NEW YORK — KENNETH JANKE remembers several years ago when his adult son tipped him off on a good investment. His was using an automated teller machine at a branch of Columbus Bank and Trust Company in Columbus, Ga. "Hey Dad," he casually shouted over to his father. "You ought to look into this bank. They're growing fast and doing very well."
Mr. Janke, who lives in Michigan, far from the Georgia-based bank, took his son's advice. Although unfamiliar with the bank, he tracked down an annual report and several independent investment house studies. The bank it turned out, was a subsidiary of Synovus Financial Corporation, based in Columbus, which owns a number of regional banks in Georgia, Florida, Alabama, and South Carolina. And there was "a kicker," says Janke: Synovus, listed on the New York Stock Exchange, owns 80 percent of Total System Services Inc., one of the world's largest and most-successful credit-card processing companies and it has been a consistent money-maker for investors.

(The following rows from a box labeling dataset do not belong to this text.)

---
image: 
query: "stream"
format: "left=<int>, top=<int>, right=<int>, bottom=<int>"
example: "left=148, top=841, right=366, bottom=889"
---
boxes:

As president of the National Association of Investors Corporation, Janke is keenly attuned to the nuances of the financial market. The NAIC, in Madison Heights, Mich., is a national organization of investment clubs. But Mr. Janke says that how he "discovered" Synovus for a "satisfying' investment of his own illustrates that you don't have to be a big-time investor to pick a winner.
Janke is not alone. Philip Caret, founder of Boston-based Pioneer Fund, a mutual fund, says he profited from an investment in North American Van Lines after noticing so many of the firm's trucks on interstate highways.
Former Magellan fund investment guru Peter Lynch describes in his popular book "Beating the Street" (Simon & Schuster), what happens when you listen - or don't listen - to family small talk.
Sitting around the kitchen table, his wife asked if "Clearly Canadian," which makes a carbonated water-based soft drink, was a public company. Mr. Lynch didn't pursue the matter, something he regretted when the stock price shot from $3 per share to just under $27 a share in one year.
But Lynch did better with the Body Shop, a British-based company that sells environmentally friendly cosmetics and bath products. On a visit to a mall, Lynch writes how he watched his three daughters head directly to the Body Shop. Lynch followed, and noticed the shop was crowded and well managed. He subsequently became a big booster.
"You can get investment ideas from almost anyone or from almost anywhere," Janke says. "But once you get the idea, you have to do your homework."
Janke says he sees at least five basic "homework" steps before investing:
*Track down industry studies on the company, such as a Value Line report, available for free at many public libraries. Brokerage houses often publish reports on companies. So do newspapers and magazines.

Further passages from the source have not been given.